In some cases, higher wages -- whether through wage increases or overtime -- may be helping workers afford the higher cost of living in New Orleans. Judy Watts, president and chief executive of the nonprofit Agenda for Children, which helps people find day care in the New Orleans area, said the cost of day care is about 25 percent higher than it was before the storm. But so far, working parents have agonized more about the availability of child care than about the price of it -- perhaps because they're earning more, Watts said.

People also are taking new steps to save money. Carter, the human resource consultant, bought a Pontiac Vibe in July now that she's commuting from New Roads to her shell of a home in Lakeview; the new car gets 40 miles per gallon. "My Yukon will sit in the driveway until we need to tow a boat," Carter said.

Barber said the key to handling the higher cost is learning to shop carefully. As soon as she realized that her house probably had flooded, she bought a laptop with an Internet connection while still in her evacuation hotel in Jackson, Miss., so she could begin looking for apartments immediately. That quick thinking probably saved hundreds of dollars, because Barber and her husband, a longshoreman, nabbed one before prices went up.

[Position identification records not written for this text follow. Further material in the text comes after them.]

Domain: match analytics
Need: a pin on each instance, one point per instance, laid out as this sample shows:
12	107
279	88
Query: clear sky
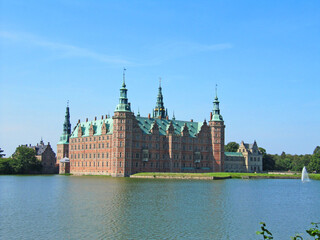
264	56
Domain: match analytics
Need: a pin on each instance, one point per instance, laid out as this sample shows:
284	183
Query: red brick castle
126	143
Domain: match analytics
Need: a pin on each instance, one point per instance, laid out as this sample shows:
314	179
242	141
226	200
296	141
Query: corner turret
160	111
124	105
64	138
63	144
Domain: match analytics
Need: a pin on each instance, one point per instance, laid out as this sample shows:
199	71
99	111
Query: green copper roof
124	105
64	138
216	116
97	125
233	154
146	124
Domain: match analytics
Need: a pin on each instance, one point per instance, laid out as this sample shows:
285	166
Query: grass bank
222	175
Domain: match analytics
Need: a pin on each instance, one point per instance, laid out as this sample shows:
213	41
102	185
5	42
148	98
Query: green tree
5	166
1	153
24	160
314	164
231	147
316	150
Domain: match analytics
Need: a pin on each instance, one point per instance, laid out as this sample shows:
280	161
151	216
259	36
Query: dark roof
40	149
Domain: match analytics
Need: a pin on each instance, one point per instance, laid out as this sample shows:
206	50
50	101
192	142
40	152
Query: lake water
70	207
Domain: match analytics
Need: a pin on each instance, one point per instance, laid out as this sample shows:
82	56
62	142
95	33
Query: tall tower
63	144
122	135
159	111
217	126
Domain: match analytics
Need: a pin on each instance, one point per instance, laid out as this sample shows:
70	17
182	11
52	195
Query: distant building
126	143
64	165
46	156
248	158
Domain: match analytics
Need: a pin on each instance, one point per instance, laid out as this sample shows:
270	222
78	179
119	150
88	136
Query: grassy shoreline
222	175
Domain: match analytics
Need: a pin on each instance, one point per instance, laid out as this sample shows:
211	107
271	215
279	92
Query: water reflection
62	207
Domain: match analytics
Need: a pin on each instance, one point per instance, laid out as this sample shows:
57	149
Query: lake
89	207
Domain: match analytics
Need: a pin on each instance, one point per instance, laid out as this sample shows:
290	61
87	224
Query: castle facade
126	143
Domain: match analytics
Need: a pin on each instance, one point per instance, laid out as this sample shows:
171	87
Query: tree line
285	162
23	161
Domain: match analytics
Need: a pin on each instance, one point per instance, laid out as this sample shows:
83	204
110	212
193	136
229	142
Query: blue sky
264	56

She and her family have been doing much of the rebuilding work themselves to stretch their insurance checks. They found ceramic tile for the kitchen floor that cost only $150. She bought some "oops paint" at Home Depot -- paint that wasn't mixed properly to someone else's color specifications -- for $5, and heard that Sears is selling off-color paint for $1.

"There's a lot of things that people can do to save money," Barber said. "People have got to learn to spend their money wisely."

More middle-class?

Speyrer said that Carter's and Barber's responses are typical. Just as people switched to more fuel-efficient cars in the 1970s as gas prices spiked, and New Orleanians learned to do more with less when they faced stagnant wages after the oil bust, people will make lifestyle sacrifices to try to afford their old lives in New Orleans.

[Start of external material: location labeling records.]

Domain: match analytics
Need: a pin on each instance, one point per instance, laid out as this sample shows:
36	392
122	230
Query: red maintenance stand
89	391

But even with an elevated cost of living, Speyrer thinks New Orleans could emerge as a more equitable, middle-class society than it was before Katrina because of the wage growth at the lower end of the economic spectrum.

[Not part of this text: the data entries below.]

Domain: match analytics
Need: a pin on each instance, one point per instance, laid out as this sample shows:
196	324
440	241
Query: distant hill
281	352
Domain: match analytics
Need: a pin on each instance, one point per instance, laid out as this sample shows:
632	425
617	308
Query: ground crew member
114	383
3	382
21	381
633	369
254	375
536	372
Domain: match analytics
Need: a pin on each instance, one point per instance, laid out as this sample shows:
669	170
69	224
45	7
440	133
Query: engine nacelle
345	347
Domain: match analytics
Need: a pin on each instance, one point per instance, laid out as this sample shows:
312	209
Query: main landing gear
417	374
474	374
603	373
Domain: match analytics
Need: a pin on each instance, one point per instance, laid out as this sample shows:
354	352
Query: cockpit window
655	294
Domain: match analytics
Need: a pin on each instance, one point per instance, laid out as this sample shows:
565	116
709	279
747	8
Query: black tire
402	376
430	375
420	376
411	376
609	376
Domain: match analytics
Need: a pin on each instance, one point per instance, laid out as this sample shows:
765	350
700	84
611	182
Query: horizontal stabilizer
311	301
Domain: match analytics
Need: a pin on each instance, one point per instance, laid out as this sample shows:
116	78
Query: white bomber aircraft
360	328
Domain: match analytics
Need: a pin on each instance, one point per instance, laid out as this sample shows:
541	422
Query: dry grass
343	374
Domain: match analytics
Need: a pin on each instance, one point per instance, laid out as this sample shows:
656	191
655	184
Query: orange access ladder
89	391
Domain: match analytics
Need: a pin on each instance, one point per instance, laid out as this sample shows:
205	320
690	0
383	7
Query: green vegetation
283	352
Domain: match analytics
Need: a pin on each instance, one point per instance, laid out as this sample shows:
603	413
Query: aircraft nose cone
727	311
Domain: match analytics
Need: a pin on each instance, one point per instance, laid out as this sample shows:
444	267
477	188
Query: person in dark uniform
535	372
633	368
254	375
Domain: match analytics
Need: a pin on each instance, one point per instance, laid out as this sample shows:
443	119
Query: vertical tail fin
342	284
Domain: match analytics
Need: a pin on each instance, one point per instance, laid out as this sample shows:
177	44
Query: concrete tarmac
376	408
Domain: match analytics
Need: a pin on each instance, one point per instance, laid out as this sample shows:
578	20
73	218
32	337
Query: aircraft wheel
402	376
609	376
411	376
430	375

The extremes could narrow. Most of the city's wealthy probably aren't getting richer; few of the city's upper crust have found ways to profit from Katrina, Speyrer said, and most of the city's professionals felt lucky if they could maintain some semblance of their pre-storm level of existence. Meanwhile, those at the bottom end of the economic ladder who have been able to return have better prospects of achieving real wage growth than they ever have before, especially if there's more than one wage-earner in the household.

Those who have seen wages go up probably won't see them go down, a phenomenon known as "sticky wages." Even if the labor shortage eases, it's not easy to tell someone who had been earning $12 that they're now only worth $8. More likely, in that situation employers would hold the line on any wage increases until the market caught up in hopes that attrition and turnover would reduce the number of people earning the higher wage. When they fill new positions, they'll do so at lower rates.

"All of a sudden, you get people who are aren't at the poverty line. They could actually be building toward a middle class," Speyrer said.

The city's largely rental-based housing stock reflected the fact that New Orleans was a low-wage, service economy before the storm. A new type of economy will have to emerge producing higher-paying jobs in order for people to be able to afford the more expensive housing.

As the city rebuilds, Councilman Thomas said, it needs to train people for higher-wage positions so they can support themselves in a more expensive New Orleans. Schools, for example, should create vocational programs geared toward the construction trades.

"The model that we had before doesn't work," Thomas said. "If we're not going to strategically tackle work force development, we're going to be in a worse situation than we were before the storm."